Luther continues, “If the statements are true, as they, of course, think, then the incarnation of the Son of God, His suffering and resurrection, and all that He did for the salvation of the world are done away with completely. What will the prophets and all Holy Scripture help? What will the sacraments help?” 
Disagreements Among Lutherans
Whether modern Lutheran theologies, historic Lutheran confessions, and Luther himself agreed or disagreed about predestination is a matter of debate. Some believe they teach differently. Others say they emphasize different aspects. (Also see What Do Lutherans Believe About Mary?)

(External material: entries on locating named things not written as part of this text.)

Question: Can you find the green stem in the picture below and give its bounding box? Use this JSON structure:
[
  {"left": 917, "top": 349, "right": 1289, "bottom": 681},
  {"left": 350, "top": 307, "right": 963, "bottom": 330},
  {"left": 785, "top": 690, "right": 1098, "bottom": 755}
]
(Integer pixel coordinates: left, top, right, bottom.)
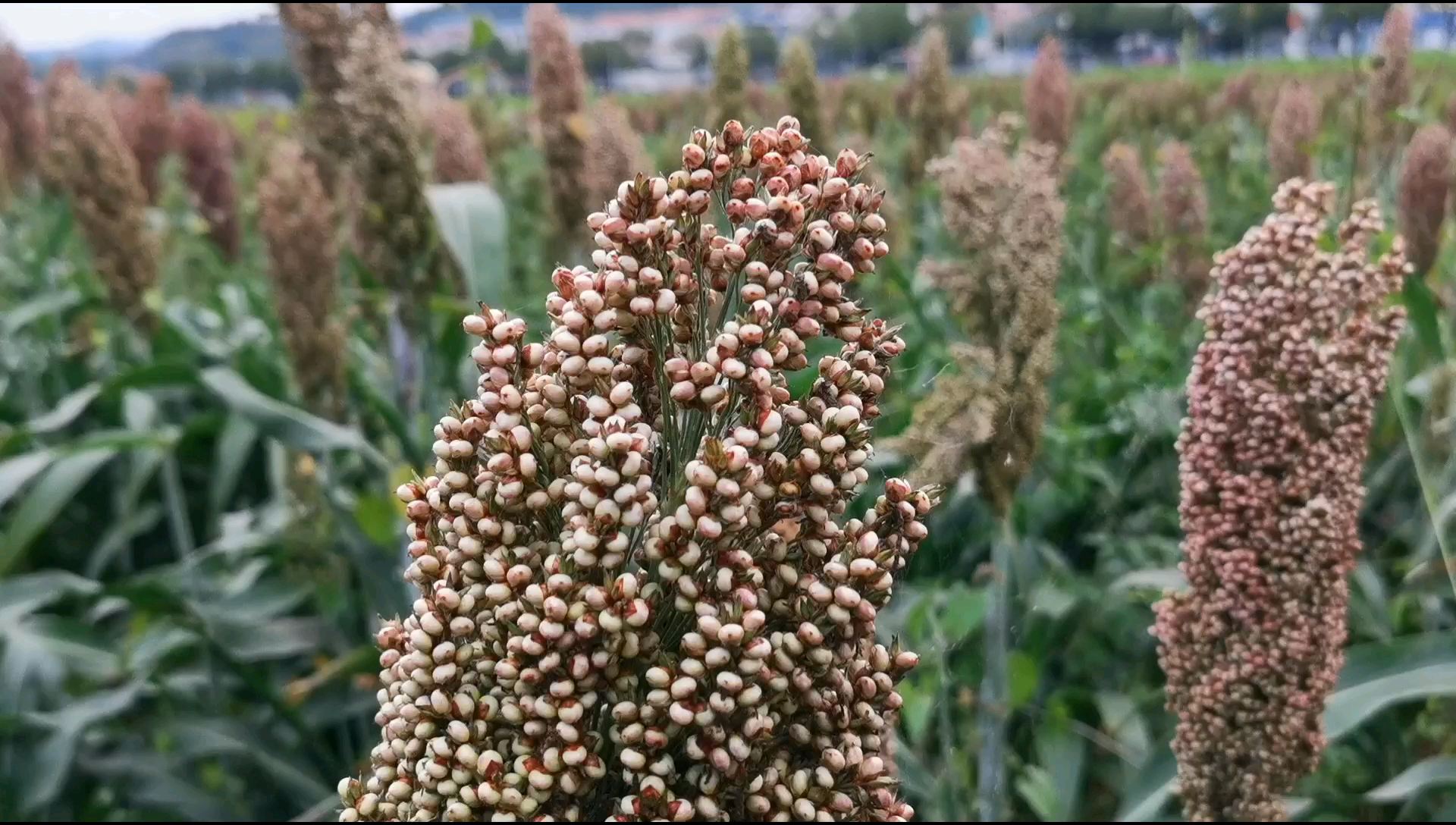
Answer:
[{"left": 975, "top": 513, "right": 1016, "bottom": 822}]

Historic confessions: Confessions, like the Augsburg Confession, are essential to Lutheran history. It’s argued that some Lutheran confessions describe predestination that reflects Reformed theology, while others discuss it in a way that doesn’t. The debate among Lutheran theologians then turns into what confession is better.
Modern teachings: In conservative, orthodox Lutheran theologies today, most theologians describe their beliefs on predestination as a third way and reject the theological systems of Calvinism and Arminianism. (Also see What’s the Most Conservative Lutheran Synod?)
Modern Lutheran Views on Predestination
Conservative modern Lutheran holds these ideas in tension: Jesus died for the whole world (John 3:16), and God wants to save all people (2 Pet. 3:9). Yet, not all people will be saved (e.g., Matt. 25:41).
One writer states, “We are willing to accept the seeming paradox, that an almighty God who predestines believers to be saved and who earnestly desires the salvation of all nevertheless will see some not saved.” 
For many people, the challenge of understanding the Lutheran doctrine of predestination is threefold:
- They have assumptions rooted in Reformed theology
- There are tensions in conventionally accepted theological systems
- Sometimes it’s challenging to align historical teachings on the topic with each other
Sometimes it’s easier to understand what Lutheranism doesn’t believe about predestination than it is to understand what it does believe.
Martin Luther, in Preface to the New Testament, wrote, “The gospel demands faith in Christ: that He has overcome for us sin, death, and hell, and thus gives us righteousness, life, and salvation not through our works, but through His own works, death, and suffering, in order that we may avail ourselves of His death and victory as though we have done it ourselves.”